Question

How many d-orbitals are involved in hybridization of \[Cr{{O}_{4}}^{2-}\]?
a.) 3
b.) 2
c.) 4
d.) 1

Answer 1

Hint: When one s, three p and one d-atomic orbitals mix, it forms five \[s{{p}^{3}}d\] hybrid orbitals of equal energy called \[s{{p}^{3}}d\] hybridization.
When one s, three p and two d orbitals mix, it forms six identical hybrid orbitals called \[s{{p}^{3}}{{d}^{2}}\] hybridization.
Similarly, on mixing one s and three p orbitals, three identical hybrid orbitals are formed called \[s{{p}^{3}}\] hybridization.

Complete step by step answer:
Let’s find the hybridization of \[Cr{{O}_{4}}^{2-}\], we know the atomic number of chromium is 24 and its electronic configuration is [Ar] \[4{{s}^{1}}3{{d}^{5}}\], it is half filled and more stable.
We know that the oxidation state of Oxygen is -2.
Let us assume the oxidation state of Chromium in this compound to be x.
\[\begin{align}
  & x+4\times (-2)=-2 \\
 & x=+6 \\
\end{align}\]
So, the oxidation state of Chromium is +6.
With the oxidation state of +6 the electronic configuration becomes [Ar] \[4{{s}^{0}}3{{d}^{0}}\]
Now, the \[C{{r}^{+6}}\] ion contains 4s and 3d vacant orbitals. So, one 4s and three 3d orbitals of \[C{{r}^{+6}}\] ion combine to give four \[{{d}^{3}}s\] hybridized orbitals.
Thus, each \[C{{r}^{+6}}\] ion in \[CrO_{4}^{2-}\] ion is \[{{d}^{3}}s\] hybridized.

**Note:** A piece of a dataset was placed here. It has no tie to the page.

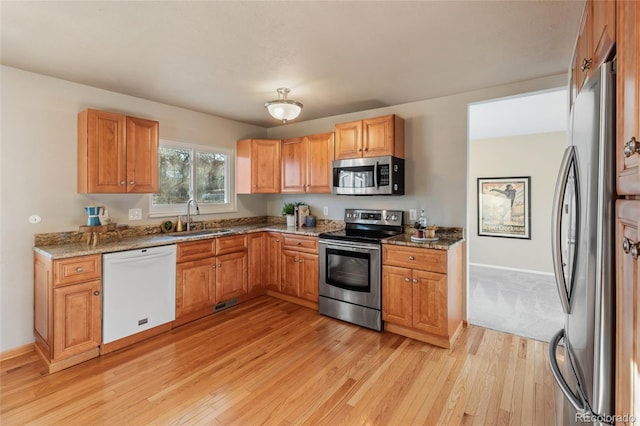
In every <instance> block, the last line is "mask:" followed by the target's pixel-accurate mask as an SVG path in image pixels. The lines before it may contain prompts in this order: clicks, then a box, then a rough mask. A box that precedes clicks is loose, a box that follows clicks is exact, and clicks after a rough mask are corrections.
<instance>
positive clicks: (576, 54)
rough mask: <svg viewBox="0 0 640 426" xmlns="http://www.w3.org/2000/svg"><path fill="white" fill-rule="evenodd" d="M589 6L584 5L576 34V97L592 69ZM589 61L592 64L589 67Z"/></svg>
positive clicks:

While writing, the hybridization ‘d’ is written first when the inner d orbitals are involved in the hybridization.
It has no unpaired electron, therefore, it is diamagnetic in nature. One of the four oxide ions, shares both the \[C{{r}^{+6}}\] ions.
In \[Cr{{O}_{4}}^{2-}\], only three of the five molecular orbitals are used for hybridization and are used for bonding, which means that the four oxygen atoms contribute or donate electrons to 3 orbitals only.
So, the correct answer is “Option A”.

Note: Students often get confused that the hybridization of Cr in \[Cr{{O}_{4}}^{2-}\] is \[s{{p}^{3}}\],But the correct hybridization for \[Cr{{O}_{4}}^{2-}\] is \[{{d}^{3}}s\]. It is formally a Chromium (VI) compound. Hence, there are no 3d electrons.